One thing you probably haven’t thought about much (because hopefully it hasn’t come up) is how quickly you can de-authorize a key. If a developer realizes they accidentally disclosed the private key—how quickly can you stop that key from being accepted? All three of the options above can do that very quickly: LDAP and AuthorizedKeysCommand do it instantly, CA as quickly as you can get a CRL update out.

1 Like

as @m4r10k wrote - we are using gitlab/puppet/ansible.
for your question in special we are using puppet (and for sure with git…). i think it will be possible (with some automation) to let the users manage their ssh-keys in their own git repositories and let puppet use those to deploy them (or let the agents gather them) during their puppet-run. (maybe, if one puts some more thoughts in it it would also be possible to use an ssh-key from the gitlab users account if you use gitlab…)
for us we manage them centrally so changing/removing a users ssh-keys needs us puppet admins to change/remove it from puppet and wait for all puppet agents that they’ve run. works like a charm in our case, no problems there. :slight_smile:
as for more technical details - we use the “ssh_authorized_key” type module which automatically comes with the puppet agent itself, no need for a special puppet module there.
https://puppet.com/docs/puppet/latest/types/index.html & https://forge.puppet.com/puppetlabs/sshkeys_core

2 Likes

Seconded. The AuthorizedKeysCommand is the way to go here. Here’s a simple Python script I wrote that can be used to fetch keys from an LDAP server. It can be easily modified to fetch the keys from any other store.

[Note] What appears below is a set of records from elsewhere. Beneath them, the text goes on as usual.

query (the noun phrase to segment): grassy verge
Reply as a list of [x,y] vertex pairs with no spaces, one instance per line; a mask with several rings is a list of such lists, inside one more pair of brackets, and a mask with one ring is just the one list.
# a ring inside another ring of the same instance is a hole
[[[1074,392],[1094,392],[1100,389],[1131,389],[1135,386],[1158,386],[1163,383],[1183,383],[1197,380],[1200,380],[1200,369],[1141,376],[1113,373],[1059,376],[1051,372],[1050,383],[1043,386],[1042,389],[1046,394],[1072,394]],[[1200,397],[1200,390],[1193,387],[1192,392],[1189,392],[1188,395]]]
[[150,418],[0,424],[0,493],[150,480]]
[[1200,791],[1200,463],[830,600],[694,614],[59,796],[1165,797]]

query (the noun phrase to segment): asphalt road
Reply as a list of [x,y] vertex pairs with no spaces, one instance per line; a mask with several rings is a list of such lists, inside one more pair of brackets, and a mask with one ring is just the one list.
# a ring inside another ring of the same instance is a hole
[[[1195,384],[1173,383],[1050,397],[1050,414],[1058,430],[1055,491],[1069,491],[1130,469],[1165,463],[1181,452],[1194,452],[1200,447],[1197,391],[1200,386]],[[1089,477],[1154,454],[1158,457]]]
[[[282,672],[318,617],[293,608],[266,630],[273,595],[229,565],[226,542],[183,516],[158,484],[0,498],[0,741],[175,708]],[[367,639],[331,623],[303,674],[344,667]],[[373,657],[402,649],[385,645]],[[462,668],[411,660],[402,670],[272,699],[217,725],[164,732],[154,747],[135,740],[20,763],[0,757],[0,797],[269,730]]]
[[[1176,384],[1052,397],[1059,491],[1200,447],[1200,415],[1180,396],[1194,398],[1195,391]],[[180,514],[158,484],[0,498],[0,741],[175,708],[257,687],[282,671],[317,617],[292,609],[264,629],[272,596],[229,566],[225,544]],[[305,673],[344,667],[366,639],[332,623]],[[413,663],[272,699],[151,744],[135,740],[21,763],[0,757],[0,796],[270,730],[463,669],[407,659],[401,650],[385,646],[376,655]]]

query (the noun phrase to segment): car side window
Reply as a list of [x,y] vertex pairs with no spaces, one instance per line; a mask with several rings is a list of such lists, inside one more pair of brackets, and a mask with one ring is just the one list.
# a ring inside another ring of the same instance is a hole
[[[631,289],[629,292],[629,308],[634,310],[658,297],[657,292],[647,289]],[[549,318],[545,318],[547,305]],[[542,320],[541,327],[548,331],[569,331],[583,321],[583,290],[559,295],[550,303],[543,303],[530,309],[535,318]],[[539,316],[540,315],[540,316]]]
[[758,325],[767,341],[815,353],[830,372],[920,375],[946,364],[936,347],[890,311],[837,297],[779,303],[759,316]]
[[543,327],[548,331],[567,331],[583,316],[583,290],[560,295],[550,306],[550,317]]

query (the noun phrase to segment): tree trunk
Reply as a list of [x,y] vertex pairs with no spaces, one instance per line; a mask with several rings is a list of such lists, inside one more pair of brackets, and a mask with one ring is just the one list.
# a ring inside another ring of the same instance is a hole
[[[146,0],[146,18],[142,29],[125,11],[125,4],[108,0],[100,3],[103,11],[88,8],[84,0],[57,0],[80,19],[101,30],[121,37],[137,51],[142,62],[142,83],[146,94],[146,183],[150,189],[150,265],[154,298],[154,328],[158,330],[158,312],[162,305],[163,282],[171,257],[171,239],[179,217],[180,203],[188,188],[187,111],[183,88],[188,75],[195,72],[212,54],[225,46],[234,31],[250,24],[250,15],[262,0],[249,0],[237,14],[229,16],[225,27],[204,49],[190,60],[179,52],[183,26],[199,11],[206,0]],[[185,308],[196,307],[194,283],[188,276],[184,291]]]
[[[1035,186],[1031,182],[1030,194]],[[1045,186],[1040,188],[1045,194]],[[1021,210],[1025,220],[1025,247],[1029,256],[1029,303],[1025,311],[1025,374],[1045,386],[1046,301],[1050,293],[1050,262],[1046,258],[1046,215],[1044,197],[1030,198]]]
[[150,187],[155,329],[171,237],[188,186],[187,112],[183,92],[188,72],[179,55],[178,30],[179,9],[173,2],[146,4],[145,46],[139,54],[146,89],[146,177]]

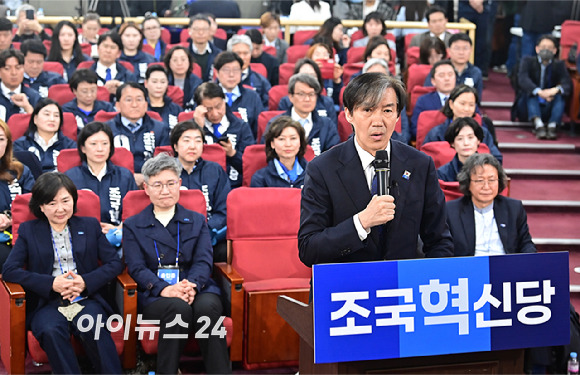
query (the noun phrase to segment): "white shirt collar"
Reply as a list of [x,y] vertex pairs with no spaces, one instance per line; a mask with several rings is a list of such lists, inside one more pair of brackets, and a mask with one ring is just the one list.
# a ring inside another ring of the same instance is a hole
[[4,84],[4,82],[0,83],[0,89],[2,89],[2,94],[7,97],[10,98],[10,93],[13,92],[15,94],[20,94],[22,92],[22,85],[18,85],[18,87],[14,90],[10,90],[8,87],[6,87],[6,85]]
[[88,163],[87,167],[89,168],[89,172],[91,172],[91,174],[95,176],[99,181],[101,181],[103,177],[105,177],[105,175],[107,174],[107,164],[105,164],[105,166],[101,169],[101,171],[98,174],[95,174],[95,172],[91,169],[91,166]]
[[[207,118],[205,119],[205,127],[208,128],[209,130],[211,130],[213,133],[213,124]],[[218,130],[220,133],[224,134],[224,132],[226,130],[228,130],[229,127],[230,127],[230,122],[228,120],[228,117],[226,115],[224,115],[224,117],[222,117],[222,119],[220,121],[220,126],[218,127]]]
[[[372,156],[368,151],[364,150],[358,143],[356,139],[356,135],[354,136],[354,148],[358,154],[360,159],[361,167],[367,179],[367,185],[369,190],[371,189],[371,185],[373,182],[373,177],[375,176],[375,169],[373,168],[373,161],[375,161],[375,157]],[[387,148],[385,149],[387,154],[389,155],[389,160],[391,160],[391,141],[387,144]]]
[[52,146],[53,144],[55,144],[57,141],[58,141],[58,132],[56,132],[56,133],[55,133],[55,134],[52,136],[52,138],[50,138],[50,139],[48,140],[48,142],[46,142],[46,141],[44,140],[44,138],[42,138],[42,137],[41,137],[41,136],[38,134],[38,132],[34,132],[34,142],[38,143],[38,145],[39,145],[40,147],[42,147],[42,149],[43,149],[44,151],[48,150],[48,148],[49,148],[50,146]]
[[105,78],[107,69],[111,69],[111,78],[114,79],[117,76],[117,64],[113,63],[111,66],[104,66],[100,61],[97,61],[96,73],[99,77]]
[[199,51],[199,50],[197,49],[197,47],[195,46],[195,43],[191,43],[191,50],[192,50],[193,52],[197,53],[198,55],[203,55],[203,54],[205,54],[206,52],[207,52],[207,53],[211,53],[211,52],[212,52],[212,51],[211,51],[211,47],[209,46],[209,42],[207,42],[207,43],[205,44],[205,48],[204,48],[203,50],[201,50],[201,51]]
[[[290,117],[292,117],[292,120],[298,121],[298,122],[300,122],[300,120],[302,120],[302,117],[300,117],[300,115],[296,112],[296,110],[294,109],[294,106],[290,110],[290,113],[291,113]],[[306,139],[308,139],[308,136],[310,135],[310,132],[312,131],[312,127],[314,126],[314,123],[312,122],[312,113],[309,113],[308,117],[306,117],[305,120],[307,120],[308,123],[304,125],[304,132],[306,133],[305,134]]]

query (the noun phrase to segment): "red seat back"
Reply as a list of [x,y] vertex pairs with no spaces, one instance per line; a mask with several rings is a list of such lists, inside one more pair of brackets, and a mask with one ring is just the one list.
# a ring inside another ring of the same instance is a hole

Even if you’re not ready to switch to a centralized auth system, setting up an LDAP server just to let users manage their SSH keys would be better than cobbling a non-standard solution together. It also gives you a foundation to start building your centralized auth system from. GitLab can sync SSH keys from an LDAP server so your users only have one place to manage their keys.

I also recommend you turn off ~/.ssh/authorized keys. Too much risk of an attacker who gets access to one machine leveraging that to move laterally inside your network. For users that need keys installed locally (instead of using AuthorizedKeysCommand, like system maintenance accounts that you want to ensure always work), put the keys someplace only root can write to, like /etc/ssh/authorized_keys/{username} and configure SSH to look there instead.